Como a sede mundial por café não mostra sinais de abrandamento, as práticas amplamente utilizadas para aumentar a produção da cultura tornaram-se autodestrutivas, de acordo com um grupo de vigilância sem fins lucrativos.
No Brasil, o maior produtor mundial de café, a cafeicultura está provocando o desmatamento – e isso, por sua vez, torna o cultivo do café mais difícil.
Mais de 1.200 milhas quadradas de floresta foram desmatadas para o cultivo de café nas áreas cafeeiras do Brasil entre 2001 e 2023, de acordo com um novo relatório do grupo Coffee Watch. O grupo utilizou imagens de satélite, dados governamentais sobre o uso da terra e um sistema de alerta de perda florestal na sua análise.
No geral, em áreas com uma elevada concentração de operações de cultivo de café, um total de mais de 42.000 quilómetros quadrados de floresta desapareceram, afirma o relatório. Isto inclui a perda florestal causada directamente pela cultura do café – onde a terra foi desmatada para o cultivo – bem como indirectamente, por projectos rodoviários e de infra-estruturas próximos, por exemplo.

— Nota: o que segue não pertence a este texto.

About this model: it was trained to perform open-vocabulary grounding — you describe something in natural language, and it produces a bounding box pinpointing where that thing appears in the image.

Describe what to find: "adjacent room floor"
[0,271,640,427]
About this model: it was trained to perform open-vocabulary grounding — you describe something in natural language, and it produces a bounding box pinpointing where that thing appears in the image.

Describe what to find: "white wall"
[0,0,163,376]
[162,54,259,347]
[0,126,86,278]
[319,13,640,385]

“O café basicamente abriu um buraco do tamanho de Honduras nas florestas brasileiras”, diz Etelle Higonnet, fundadora e diretora da Coffee Watch, observando que o país centro-americano tem uma área de terra semelhante à que foi perdida.
Para ser claro, o café não é a principal causa do desmatamento no Brasil. A pecuária é responsável por uma parcela muito maior, observa Higonnet, mas ela diz que o papel do café no desmatamento não tem sido suficientemente discutido.

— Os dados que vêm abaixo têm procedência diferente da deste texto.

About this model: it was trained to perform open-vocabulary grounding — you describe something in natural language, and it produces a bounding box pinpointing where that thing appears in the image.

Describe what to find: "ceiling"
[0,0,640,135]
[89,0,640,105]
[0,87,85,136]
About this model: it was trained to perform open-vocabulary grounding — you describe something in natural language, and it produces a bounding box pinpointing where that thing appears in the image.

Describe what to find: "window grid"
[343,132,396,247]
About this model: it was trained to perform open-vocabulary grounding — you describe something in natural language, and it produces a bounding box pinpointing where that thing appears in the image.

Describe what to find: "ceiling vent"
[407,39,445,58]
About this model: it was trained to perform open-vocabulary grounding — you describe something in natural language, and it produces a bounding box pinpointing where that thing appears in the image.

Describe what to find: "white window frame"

Os cientistas mostraram como o desmatamento leva a menos chuvas nas florestas tropicais. Isso ocorre porque as árvores absorvem e liberam umidade, que sobe para criar nuvens e mais chuva. O corte de árvores interrompe o ciclo, reduzindo as chuvas e levando à seca.
A seca, é claro, dificulta o cultivo do café.

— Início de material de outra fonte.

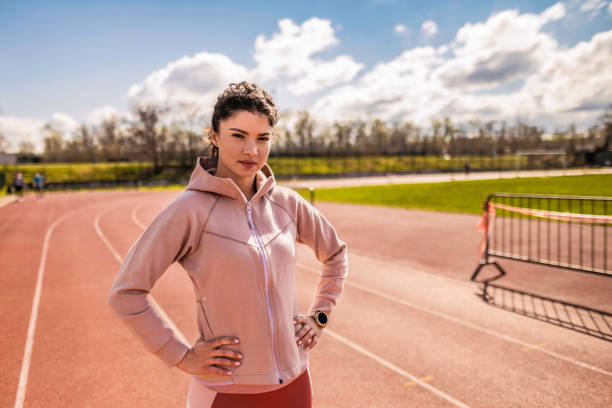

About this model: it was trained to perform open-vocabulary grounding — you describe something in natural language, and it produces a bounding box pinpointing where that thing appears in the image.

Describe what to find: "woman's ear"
[210,129,217,147]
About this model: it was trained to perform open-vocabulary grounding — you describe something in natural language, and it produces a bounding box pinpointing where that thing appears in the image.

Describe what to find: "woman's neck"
[215,166,257,201]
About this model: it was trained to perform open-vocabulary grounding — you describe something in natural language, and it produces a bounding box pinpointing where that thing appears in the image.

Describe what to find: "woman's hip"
[187,369,312,408]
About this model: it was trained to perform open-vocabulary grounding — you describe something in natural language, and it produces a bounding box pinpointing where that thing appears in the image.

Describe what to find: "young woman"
[108,82,348,408]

“Quando você mata a floresta, você também está matando as chuvas, que é exatamente o que sua colheita precisa para prosperar no longo prazo”, diz Higonnet. “Mesmo para as pessoas que não se importam muito com as alterações climáticas e a extinção em massa, se bebem café e se preocupam em tomar café a longo prazo, isto deveria ser muito assustador para elas”.
A maior parte dos anos da última década assistiu a défices de precipitação nas principais áreas de produção de café do Brasil, diz o relatório.
Os agricultores estão a expandir-se para responder à “demanda insaciável por café” do mundo, diz Aaron Davis, líder sénior de investigação sobre colheitas e mudanças globais no Royal Botanic Gardens, em Kew, Inglaterra, com um foco de longa data no café. “E para produzir esse café é preciso terra. Simples assim.”
Davis diz que o relatório é “oportuno e útil”. Ele não estava envolvido no estudo.
“Isso ajudará a fornecer métricas sobre o desmatamento e a iniciar a conversa sobre a influência da produção de café na perda florestal”, disse ele.
Higonnet da Coffee Watch credita à atual administração do Brasil, sob o presidente de esquerda Luiz Inácio Lula da Silva, o progresso no combate ao desmatamento. O Instituto do Meio Ambiente e dos Recursos Naturais Renováveis do Brasil, que trabalha para prevenir o desmatamento, não respondeu ao pedido de comentários da NPR.
Higonnet espera que o relatório estimule as empresas cafeeiras a se recusarem a comprar café cultivado em terras desmatadas. A National Coffee Association, uma associação comercial da indústria cafeeira dos EUA, não respondeu a um pedido de comentário sobre o relatório.
Existem métodos de cultivo de café mais sustentáveis do ponto de vista ambiental, como a utilização de árvores de sombra para proteger algumas plantas do sol e a diversificação das culturas. Mas estes métodos normalmente não rendem tanto café quanto a produção industrializada. Higonnet diz que as áreas de cultivo de café que estudaram no Brasil, em geral, não utilizam práticas agroflorestais sustentáveis. Davis acrescenta que é preciso fazer mais para recompensar os agricultores que estão a ser mais sustentáveis.
Ele afirma que a responsabilidade de incentivar uma produção de café mais sustentável se estende aos consumidores.
Para os consumidores de café, Davis diz: “Acho que é preciso haver uma conscientização e uma mudança de mentalidade em torno das implicações da compra de produtos como o café”.